Selama ini izin untuk mendirikan jurusan-jurusan baru memang terlalu mudah diberikan. Fakultas-fakultas pertanian didirikan di kota-kota besar sehingga mayoritas mahasiswa adalah anak kota yang pada akhirnya tidak bersedia bekerja di daerah terpencil. Bukan itu saja. Sebuah PT mempunyai fakultas psikologi dan menampung banyak mahasiswa, maka beberapa PT sekaligus juga mengadakan fakultas yang sama, tanpa memikirkan ke mana semua lulusan itu nantinya mencari kerja. Padahal yang sekarang amat dibutuhkan adalah guru. Meskipun gajinya kecil, tetapi lapangan kerjanya tersedia. Sayangnya, rencana untuk mendirikan IKIP atau FKIP kurang diminati: tidak bisa “top”.

Di tingkat sekolah menengah, izin untuk mendirikan SMA diberikan terus bahkan di daerah-daerah terpencil pun ada SMA. Soalnya mendirikan SMA adalah yang termurah ketimbang sekolah kejuruan yang membutuhkan alat-alat praktek. Masalahnya adalah dana. Kita terlalu terbentur pada dana dan kemudian juga tenaga pengajar.

SISWA KURANG DIBERI KESEMPATAN

Tidak jarang pendidikan swasta yang kreatif terbentur peraturan. Jauh-jauh sebelum di PTN ada program diploma, PTS sudah mempunyai lembaga pendidikan yang praktis untuk mengisi kebutuhan di lapangan kerja seperti lembaga sekretaris, lembaga ajun akuntan, lembaga elektronika, dan sebagainya.sebelum ada program diploma, lembaga-lembaga ini tidak mendapat tempat: untuk dimasukkan ke sekolah kejuruan tidak bisa karena jenjangnya di atas SMA, untuk dimasukkan ke PT juga tidak ada jalurnya. Sekarang dengan adanya program diploma, lembaga-lembaga ini dijadikan (diakui sebagai) fakultas non gelar.

Usaha-usaha lembaga pendidikan swasta yang tidak mendapat pengakuan tetapi tetap berjalan dan berhasil juga terlihat dari pendidikan-pendidikan setingkat STM yang menggunakan kurikulum mandiri. Misalnya pendidikan ahli kayu di Semarang yang langsung melibatkan siswa membuat perabot kayu hingga menjualnya.

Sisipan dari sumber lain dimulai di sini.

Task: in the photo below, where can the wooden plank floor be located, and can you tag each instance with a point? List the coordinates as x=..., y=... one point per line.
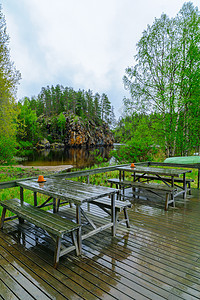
x=157, y=258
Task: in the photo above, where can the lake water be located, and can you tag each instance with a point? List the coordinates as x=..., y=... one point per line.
x=78, y=157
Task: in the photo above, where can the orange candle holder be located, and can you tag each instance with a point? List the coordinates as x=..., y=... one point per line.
x=41, y=178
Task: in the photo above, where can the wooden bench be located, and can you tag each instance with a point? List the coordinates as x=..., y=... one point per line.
x=105, y=204
x=117, y=181
x=168, y=179
x=151, y=187
x=55, y=225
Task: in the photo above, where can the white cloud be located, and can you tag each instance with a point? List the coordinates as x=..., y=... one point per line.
x=86, y=44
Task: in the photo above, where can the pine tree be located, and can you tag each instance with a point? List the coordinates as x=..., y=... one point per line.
x=9, y=78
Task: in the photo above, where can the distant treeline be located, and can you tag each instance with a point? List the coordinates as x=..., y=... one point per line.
x=54, y=100
x=44, y=116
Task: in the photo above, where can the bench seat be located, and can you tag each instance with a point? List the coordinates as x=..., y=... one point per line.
x=105, y=203
x=55, y=225
x=168, y=179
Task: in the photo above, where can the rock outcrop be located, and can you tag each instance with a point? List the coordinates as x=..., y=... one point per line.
x=76, y=132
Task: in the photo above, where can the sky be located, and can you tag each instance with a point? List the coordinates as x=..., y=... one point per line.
x=83, y=44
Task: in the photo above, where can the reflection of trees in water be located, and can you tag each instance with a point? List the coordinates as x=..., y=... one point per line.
x=80, y=157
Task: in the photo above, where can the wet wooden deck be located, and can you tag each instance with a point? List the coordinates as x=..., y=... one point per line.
x=158, y=258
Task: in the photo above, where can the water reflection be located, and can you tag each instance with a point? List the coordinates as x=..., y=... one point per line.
x=78, y=157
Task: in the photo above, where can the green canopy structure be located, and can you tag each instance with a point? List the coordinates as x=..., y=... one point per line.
x=183, y=160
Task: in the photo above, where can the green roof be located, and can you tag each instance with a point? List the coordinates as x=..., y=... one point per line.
x=183, y=160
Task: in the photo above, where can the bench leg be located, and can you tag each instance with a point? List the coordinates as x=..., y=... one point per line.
x=57, y=252
x=189, y=188
x=166, y=201
x=75, y=242
x=126, y=217
x=3, y=218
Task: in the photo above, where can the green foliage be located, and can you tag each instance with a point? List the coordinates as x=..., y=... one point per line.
x=9, y=78
x=45, y=116
x=7, y=149
x=165, y=81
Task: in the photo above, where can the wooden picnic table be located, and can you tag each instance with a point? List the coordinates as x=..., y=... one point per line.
x=62, y=191
x=142, y=172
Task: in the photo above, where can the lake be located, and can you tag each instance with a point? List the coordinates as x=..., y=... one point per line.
x=78, y=157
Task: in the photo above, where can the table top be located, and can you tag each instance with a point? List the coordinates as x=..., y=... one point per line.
x=63, y=189
x=153, y=170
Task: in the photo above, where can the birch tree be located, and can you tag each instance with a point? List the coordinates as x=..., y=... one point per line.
x=166, y=77
x=9, y=78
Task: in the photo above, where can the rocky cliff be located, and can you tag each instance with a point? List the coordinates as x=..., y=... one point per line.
x=75, y=132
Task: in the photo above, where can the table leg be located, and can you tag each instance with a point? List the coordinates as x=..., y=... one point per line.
x=79, y=233
x=35, y=198
x=22, y=201
x=113, y=219
x=184, y=186
x=21, y=195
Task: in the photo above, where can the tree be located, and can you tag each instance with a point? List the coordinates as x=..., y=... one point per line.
x=166, y=77
x=9, y=78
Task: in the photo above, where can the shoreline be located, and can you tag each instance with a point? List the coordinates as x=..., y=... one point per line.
x=57, y=168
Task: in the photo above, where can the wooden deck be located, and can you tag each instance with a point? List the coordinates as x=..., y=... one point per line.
x=158, y=258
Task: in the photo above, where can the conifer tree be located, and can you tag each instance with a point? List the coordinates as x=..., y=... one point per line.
x=9, y=78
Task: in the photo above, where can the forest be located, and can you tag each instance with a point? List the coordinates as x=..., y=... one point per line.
x=162, y=113
x=160, y=117
x=45, y=114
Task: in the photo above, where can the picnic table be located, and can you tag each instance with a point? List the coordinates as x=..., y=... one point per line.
x=62, y=191
x=146, y=174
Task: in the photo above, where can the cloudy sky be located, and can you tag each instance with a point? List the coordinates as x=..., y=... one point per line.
x=84, y=44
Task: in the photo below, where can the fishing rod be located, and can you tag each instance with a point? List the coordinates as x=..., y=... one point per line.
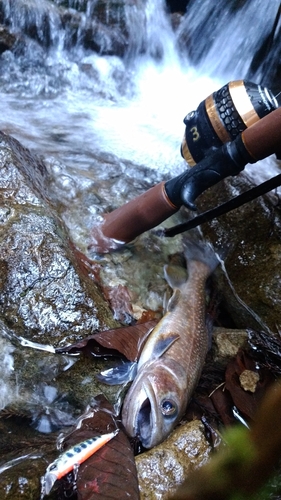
x=236, y=125
x=224, y=208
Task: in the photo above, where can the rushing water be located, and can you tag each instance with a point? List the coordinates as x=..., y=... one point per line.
x=82, y=110
x=77, y=108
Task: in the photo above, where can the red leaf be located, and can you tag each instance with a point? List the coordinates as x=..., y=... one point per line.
x=111, y=471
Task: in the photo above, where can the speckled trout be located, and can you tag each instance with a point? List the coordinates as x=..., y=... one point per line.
x=172, y=359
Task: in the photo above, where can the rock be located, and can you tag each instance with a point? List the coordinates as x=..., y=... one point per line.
x=163, y=468
x=42, y=295
x=228, y=342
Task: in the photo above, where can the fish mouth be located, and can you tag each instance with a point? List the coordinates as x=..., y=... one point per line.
x=148, y=424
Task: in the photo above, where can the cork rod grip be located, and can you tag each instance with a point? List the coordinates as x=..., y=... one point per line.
x=264, y=137
x=138, y=215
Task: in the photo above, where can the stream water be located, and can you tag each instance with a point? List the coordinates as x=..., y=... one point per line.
x=82, y=110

Tetapi sekali lagi sangat disayangkan bahwa keberhasilan suatu pendidikan swasta yang kreatif sering dijiplak oleh lembaga pendidikan lainnya, begitu terlihat menguntungkan. Dan jiplak-menjiplak ini kerap kali hanya kulitnya saja. Tujuan utama yang menyebabkan lembaga yang pertama didirikan dilupakan begitu saja.
Contoh lain adalah Program MBA (Master of/in Business Administration) yang merupakan program spesialisasi dan juga tidak ada jalurnya dan tidak ditata dengan terencana, dikhawatirkan nantinya akan tumpang tindih dengan fakultas ekonomi jurusan manajemen dengan kehilangan spesialisasinya.
Banyak contoh lain mengenai kurangnya swasta diberi peran termasuk status terdaftar setelah berdiri puluhan tahun, bahkan setelah lulusannya “jadi orang” dan bahkan lulusan lokalnya mendapat pengakuan di luar negeri.

Semua ini karena kakunya pengakuan?

BUKAN TANGGUNG JAWAB PENDIDIKAN

Pengangguran tidaklah dapat dikatakan tanggung jawab sistem pendidikan semata-mata, ada banyak faktor yang membuat lulusan baru tidak mendapat pekerjaan. Pertama-tama, mereka kalah pengalaman. Dalam iklan-iklan selalu dicantumkan syarat pengalaman kerja beberapa tahun. Hal ini dapat dimengerti karena banyak perusahaan dikecewakan oleh lulusan yang diberi in-service training (yang mestinya mahal) berpindah pekerjaan yang dapat menjanjikan gaji lebih besar (karena tanpa perlu mengadakan dana untuk melatih mereka).

Pengangguran akhir-akhir ini juga banyak disebabkan oleh keadaan ekonomi yang memaksa perusahaan untuk mengadakan PHK. Sebaliknya, mereka yang di-PHK-kan ini merupakan saingan bagi lulusan baru.
Pengangguran terjadi karena lapangan kerja memang sudah jenuh. Misalnya, beberapa waktu yang lalu, pembukaan beberapa plaza di Surabaya menjanjikan lapangan kerja bagi ribuan lulusan SMTA. Tetapi, akhir-akhir ini dengan merugi dan ditutupnya stand-stand, apakah lapangan kerja masih ada meskipun beberapa plaza baru masih akan dibuka?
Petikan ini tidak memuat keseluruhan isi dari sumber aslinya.